I’m not really into hiking, but the reward waiting at the end of the Lion’s Head climb in Cape Town, was worth putting my hiking boots on for (or in this case my gym shoes). On our last day in South Africa, we decided to hike to the top of Lion’s Head and enjoy a 360-degree view over Cape Town and watch the sun set over the ocean.
The hike is supposed to be an easy one with a little bit of rock climbing at the end to reach the top. If you’re quite fit, you can do it in less than an hour.
Start The Lion’s Head Hike In Cape Town
I quickly realised after less than 5 minutes; I wasn’t fit at all. The start of the hike is a dirt path which is quite steep. After a few metres, I was already panting as if I had just run a marathon. My companions didn’t seem to have the same problems, and I decided to slow down a bit and let them hike at their pace.
The views were already quite stunning. The path winds around Lion’s Head, so you’ll be able to see Table Mountain, Camps Bay, the 12 Apostles, the ocean and the City Bowl.

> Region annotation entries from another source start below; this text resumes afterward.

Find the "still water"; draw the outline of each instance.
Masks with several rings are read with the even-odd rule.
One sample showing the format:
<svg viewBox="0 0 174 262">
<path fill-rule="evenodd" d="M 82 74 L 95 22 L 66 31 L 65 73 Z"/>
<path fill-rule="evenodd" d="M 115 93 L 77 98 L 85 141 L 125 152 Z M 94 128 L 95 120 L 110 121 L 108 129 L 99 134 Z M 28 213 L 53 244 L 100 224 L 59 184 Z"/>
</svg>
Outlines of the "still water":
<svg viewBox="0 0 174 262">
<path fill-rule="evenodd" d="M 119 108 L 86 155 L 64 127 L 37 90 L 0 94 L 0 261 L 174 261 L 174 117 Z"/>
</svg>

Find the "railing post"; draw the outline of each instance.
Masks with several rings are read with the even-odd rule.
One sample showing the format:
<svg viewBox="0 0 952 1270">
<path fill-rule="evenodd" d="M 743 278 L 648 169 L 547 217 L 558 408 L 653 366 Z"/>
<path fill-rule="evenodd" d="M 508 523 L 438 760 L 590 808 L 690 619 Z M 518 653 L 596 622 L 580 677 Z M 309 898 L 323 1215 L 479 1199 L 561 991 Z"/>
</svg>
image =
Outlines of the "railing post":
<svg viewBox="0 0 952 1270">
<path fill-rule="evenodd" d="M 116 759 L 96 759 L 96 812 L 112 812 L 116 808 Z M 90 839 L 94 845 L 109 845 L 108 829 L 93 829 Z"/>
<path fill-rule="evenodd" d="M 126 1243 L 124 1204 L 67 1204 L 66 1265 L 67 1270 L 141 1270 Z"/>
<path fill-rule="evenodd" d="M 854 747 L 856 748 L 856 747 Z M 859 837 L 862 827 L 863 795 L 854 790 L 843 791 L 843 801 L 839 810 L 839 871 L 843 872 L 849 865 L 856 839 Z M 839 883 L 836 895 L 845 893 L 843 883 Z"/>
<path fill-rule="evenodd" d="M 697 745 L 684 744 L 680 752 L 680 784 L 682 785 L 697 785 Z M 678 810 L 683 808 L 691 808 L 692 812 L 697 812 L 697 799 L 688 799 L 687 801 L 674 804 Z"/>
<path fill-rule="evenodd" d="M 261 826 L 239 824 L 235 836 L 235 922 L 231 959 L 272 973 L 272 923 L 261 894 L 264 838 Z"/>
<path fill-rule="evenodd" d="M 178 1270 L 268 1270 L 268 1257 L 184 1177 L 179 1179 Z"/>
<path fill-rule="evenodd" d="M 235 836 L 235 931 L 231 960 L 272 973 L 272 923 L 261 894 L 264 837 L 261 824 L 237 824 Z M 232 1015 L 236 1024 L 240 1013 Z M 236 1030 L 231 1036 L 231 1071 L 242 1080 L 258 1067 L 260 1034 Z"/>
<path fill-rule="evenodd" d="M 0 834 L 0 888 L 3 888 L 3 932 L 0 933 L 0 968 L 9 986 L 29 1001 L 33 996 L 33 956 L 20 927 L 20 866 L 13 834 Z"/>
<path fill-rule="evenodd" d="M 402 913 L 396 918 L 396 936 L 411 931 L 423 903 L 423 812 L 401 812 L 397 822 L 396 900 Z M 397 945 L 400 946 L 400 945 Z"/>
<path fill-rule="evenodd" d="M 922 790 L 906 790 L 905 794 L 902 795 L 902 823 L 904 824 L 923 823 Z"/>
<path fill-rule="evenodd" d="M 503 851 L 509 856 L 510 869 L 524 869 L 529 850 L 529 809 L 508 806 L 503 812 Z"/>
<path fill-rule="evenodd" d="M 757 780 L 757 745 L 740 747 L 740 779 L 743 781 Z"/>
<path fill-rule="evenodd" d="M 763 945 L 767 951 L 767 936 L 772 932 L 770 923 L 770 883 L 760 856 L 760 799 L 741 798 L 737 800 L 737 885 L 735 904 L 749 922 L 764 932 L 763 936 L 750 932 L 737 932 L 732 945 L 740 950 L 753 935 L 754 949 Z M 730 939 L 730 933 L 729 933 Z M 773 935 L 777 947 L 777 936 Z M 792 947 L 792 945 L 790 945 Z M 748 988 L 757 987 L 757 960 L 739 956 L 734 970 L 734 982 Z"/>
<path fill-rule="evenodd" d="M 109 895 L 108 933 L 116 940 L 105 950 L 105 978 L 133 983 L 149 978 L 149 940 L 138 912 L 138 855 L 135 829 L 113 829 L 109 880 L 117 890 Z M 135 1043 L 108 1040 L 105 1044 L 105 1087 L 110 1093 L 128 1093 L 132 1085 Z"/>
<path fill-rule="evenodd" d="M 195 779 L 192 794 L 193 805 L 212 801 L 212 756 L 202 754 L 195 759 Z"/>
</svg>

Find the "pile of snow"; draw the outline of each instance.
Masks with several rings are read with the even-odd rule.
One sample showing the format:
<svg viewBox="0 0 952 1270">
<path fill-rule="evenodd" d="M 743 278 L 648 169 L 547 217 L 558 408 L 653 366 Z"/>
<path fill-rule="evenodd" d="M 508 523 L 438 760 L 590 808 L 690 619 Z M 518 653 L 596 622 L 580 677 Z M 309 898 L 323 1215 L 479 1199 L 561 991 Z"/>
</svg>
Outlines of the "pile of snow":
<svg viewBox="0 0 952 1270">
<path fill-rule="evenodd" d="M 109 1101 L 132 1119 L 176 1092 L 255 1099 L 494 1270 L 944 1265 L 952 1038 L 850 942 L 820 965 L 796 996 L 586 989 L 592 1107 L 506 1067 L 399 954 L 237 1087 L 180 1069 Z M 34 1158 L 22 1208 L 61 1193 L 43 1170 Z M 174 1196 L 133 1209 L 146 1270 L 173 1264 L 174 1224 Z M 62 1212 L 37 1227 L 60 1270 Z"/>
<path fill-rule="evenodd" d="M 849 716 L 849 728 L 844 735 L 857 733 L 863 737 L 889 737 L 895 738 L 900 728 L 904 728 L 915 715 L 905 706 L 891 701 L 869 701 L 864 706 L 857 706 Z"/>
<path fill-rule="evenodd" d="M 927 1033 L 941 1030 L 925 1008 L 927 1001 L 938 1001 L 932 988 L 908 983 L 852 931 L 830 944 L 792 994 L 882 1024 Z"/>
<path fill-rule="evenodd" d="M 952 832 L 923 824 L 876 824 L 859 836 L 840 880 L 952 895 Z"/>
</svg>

The dirt path narrows and turns into irregular stone steps. The sun was blazing hot, and there’s no shade to be found on this part of the hike.
After completing a full circle around Lion’s Head, we were presented with a choice between two paths: the ‘easy’ path and the ‘adventurous’ path. We chose the easy path, which almost made me give up on the hike (I’m really not very fit!). Before the two paths merged again, there was a bit of climbing to do on the easy path. I might have climbed a bit too fast, pushing myself too hard, so when I reached an open area, I had to catch my breath for 10 min. I felt dizzy, weak and very thirsty.
Unfortunately, this was a little taster of what was to come as the rest of the hike was climbing rocks all the way to the top.
Struggling Up Lion’s Head
When I saw what was still ahead of me, I was pretty sure I wasn’t going to make it to the top before sunset. It took me another 20 minutes of climbing, resting, catching my breath and wishing I had a water bottle with me, until I finally reached the top. Luckily, the sun was still there, and we found a nice spot on some rocks, overlooking the ocean towards the west. The fog that had engulfed Cape Town earlier in the day had almost evaporated, but some wisps were still visible on the ocean, which made the view even more stunning.
Check out Camps Bay Girl for more tips on hiking Lion’s Head
Lion’s Head Sunset
There were many people around us, who had hiked Lion’s Head to experience the sunset. Some with cameras and tripods, and others had carried wine bottles and beer cans to the top to enjoy a cheeky sip.
As the sun was setting, I couldn’t believe how lucky I was to be able to experience this beautiful sunset on top of a hill, in Cape Town, on the other side of the world. It was the perfect last evening of my two-month trip in South Africa.
The way down was a little bit easier than the way up. We took the more adventurous path down, which involved steel guide ropes and metal foot and hand holds. As we were hiking down, the whole city was gradually enveloped into darkness which made it a bit harder to see where you were walking, but I didn’t mind. Seeing Cape Town by night from the hill was worth stumbling over rocks a few times.
Want To Hike Lion’s Head In Cape Town?
Lion’s head is supposed to be an easy hike, but if you haven’t done any exercise in a long time (like me!), it can be quite challenging.
There’s some climbing involved, so hiking boots are a must. Make sure to bring sunscreen, sunglasses, a bottle of water and your camera!
Access to the hill is free, so just park your car near the entrance and start hiking.